MILIEU- EN NATUURPLANBUREAU

MNP: Aanvullend Nederlands beleid nodig door milieueisen EU

Het uitvoeren van de Europese emissie-eisen leidt tot forse vermindering van uitstoot van vervuilende stoffen in Nederland. Maar door de specifieke situatie in Nederland is dat niet genoeg om te voldoen aan de milieukwaliteitseisen die de Europese Unie stelt. Dat blijkt uit de Milieubalans 2005 van het Milieu- en Natuurplanbureau. Het rapport is op 10 mei aangeboden aan staatssecretaris Van Geel van VROM.

Nederland is dichter bevolkt en bebouwd dan veel andere Europese landen. Daardoor kampen we met meer uitstoot van vervuilende stoffen per vierkante kilometer. Bovendien heeft Nederland te maken met veel vervuiling uit het buitenland. Om de wettelijk vastgelegde milieukwaliteit te halen heeft Nederland daarom extra maatregelen nodig, bovenop het Europese emissiebeleid. Wanneer Nederland een gelijke concurrentiepositie voor bedrijven in stand wil houden, kan dit op gespannen voet staan met het Europese streven naar een gelijke bescherming van burgers tegen een lage milieukwaliteit.

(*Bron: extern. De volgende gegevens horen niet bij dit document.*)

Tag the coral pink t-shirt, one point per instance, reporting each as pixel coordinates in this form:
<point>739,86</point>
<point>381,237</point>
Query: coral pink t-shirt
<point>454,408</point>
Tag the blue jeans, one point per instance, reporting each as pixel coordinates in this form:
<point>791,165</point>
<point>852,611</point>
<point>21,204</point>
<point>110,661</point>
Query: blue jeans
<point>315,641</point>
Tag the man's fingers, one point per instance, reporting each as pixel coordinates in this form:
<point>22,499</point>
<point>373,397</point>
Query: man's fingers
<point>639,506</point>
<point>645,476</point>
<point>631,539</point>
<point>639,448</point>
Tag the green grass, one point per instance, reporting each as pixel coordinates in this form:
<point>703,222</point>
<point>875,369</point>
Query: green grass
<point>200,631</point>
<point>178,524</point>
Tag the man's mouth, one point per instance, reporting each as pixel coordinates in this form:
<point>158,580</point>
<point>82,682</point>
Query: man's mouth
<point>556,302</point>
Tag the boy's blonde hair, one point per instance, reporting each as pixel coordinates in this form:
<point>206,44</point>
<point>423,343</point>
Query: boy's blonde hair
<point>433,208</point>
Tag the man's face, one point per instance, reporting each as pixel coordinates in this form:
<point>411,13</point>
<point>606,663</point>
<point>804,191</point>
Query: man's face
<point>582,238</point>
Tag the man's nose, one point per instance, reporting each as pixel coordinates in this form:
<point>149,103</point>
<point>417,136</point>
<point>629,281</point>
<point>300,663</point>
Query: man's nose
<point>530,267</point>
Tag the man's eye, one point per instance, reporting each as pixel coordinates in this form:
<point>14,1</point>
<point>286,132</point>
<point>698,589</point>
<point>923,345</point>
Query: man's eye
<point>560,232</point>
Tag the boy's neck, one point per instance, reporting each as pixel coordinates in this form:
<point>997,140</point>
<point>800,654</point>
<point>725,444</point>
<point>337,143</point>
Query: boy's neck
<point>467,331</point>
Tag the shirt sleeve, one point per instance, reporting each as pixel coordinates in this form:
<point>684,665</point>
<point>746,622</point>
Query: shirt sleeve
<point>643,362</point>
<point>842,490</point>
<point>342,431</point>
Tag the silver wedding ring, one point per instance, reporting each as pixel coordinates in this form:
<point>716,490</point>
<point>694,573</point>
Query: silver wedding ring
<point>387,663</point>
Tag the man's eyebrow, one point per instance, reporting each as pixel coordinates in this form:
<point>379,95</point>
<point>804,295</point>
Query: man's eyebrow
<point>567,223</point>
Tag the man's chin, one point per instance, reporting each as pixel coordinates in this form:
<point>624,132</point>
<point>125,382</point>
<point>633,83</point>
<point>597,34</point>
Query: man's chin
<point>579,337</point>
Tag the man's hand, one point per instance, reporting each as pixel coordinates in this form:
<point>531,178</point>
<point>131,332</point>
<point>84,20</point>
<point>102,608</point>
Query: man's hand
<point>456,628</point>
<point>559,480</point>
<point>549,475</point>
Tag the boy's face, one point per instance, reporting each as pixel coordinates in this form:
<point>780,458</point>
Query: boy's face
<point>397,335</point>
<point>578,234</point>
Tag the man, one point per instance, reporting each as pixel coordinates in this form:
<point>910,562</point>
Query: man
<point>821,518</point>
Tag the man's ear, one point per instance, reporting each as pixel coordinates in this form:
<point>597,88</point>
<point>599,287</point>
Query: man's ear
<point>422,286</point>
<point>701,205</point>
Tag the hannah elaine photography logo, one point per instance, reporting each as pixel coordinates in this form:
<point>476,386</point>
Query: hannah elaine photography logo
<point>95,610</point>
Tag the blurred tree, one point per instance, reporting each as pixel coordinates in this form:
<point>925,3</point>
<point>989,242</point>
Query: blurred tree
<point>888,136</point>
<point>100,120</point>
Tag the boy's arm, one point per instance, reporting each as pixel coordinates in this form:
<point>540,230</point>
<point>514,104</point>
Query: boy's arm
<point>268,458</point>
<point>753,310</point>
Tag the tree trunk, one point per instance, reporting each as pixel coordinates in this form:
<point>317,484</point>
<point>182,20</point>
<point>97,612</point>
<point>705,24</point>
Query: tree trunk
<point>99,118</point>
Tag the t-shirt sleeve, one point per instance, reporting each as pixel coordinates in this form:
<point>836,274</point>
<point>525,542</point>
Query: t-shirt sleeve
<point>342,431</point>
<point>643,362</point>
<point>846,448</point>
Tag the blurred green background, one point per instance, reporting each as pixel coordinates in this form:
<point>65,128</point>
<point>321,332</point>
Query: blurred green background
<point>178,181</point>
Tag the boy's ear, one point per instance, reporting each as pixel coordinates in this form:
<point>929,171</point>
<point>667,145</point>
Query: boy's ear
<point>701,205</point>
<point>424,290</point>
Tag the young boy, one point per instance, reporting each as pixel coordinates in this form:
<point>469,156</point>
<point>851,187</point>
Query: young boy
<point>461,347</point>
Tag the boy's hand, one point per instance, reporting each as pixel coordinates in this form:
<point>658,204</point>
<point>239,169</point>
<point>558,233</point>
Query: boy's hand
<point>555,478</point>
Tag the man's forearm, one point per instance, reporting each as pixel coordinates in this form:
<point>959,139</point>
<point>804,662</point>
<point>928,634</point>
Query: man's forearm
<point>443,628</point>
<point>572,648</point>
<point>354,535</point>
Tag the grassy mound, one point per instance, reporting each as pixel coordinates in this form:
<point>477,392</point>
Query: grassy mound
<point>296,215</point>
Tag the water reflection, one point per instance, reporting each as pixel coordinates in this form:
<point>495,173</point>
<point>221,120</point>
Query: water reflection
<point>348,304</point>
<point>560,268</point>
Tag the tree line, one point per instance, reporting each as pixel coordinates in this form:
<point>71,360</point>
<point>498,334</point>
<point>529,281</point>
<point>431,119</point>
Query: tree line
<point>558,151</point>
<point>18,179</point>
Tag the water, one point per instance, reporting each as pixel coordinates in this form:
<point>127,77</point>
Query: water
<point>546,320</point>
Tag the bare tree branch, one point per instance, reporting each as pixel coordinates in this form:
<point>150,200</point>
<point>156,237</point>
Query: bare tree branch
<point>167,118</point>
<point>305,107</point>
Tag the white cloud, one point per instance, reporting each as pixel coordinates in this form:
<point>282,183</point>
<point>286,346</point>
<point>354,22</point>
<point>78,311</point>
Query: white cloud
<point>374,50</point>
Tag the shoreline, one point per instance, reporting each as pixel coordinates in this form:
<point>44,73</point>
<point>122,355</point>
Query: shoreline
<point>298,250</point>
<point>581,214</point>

Ruimtelijke oplossingen niet altijd effectief
Aanvullende Nederlandse maatregelen bestaan vaker dan voorheen uit ruimtelijke oplossingen. Dat wil zeggen dat vervuilingsbronnen ruimtelijk gescheiden worden van natuur of mensen. Nederland voorkomt op deze manier strengere nationale eisen bovenop Europees emissiebeleid. Maar het scheiden van vervuilingsbronnen van natuur of mensen is niet altijd effectief, bijvoorbeeld bij een ruimtelijke versnippering van te beschermen natuur of mensen. Zo is het instellen van zones rond natuurgebieden waar geen uitstoot plaatsvindt (zoneringsmaatregelen) weinig effectief om het neerslaan van ammoniak in die natuurgebieden te verminderen. Dat komt doordat de totale uitstoot van ammoniak daarmee niet afneemt.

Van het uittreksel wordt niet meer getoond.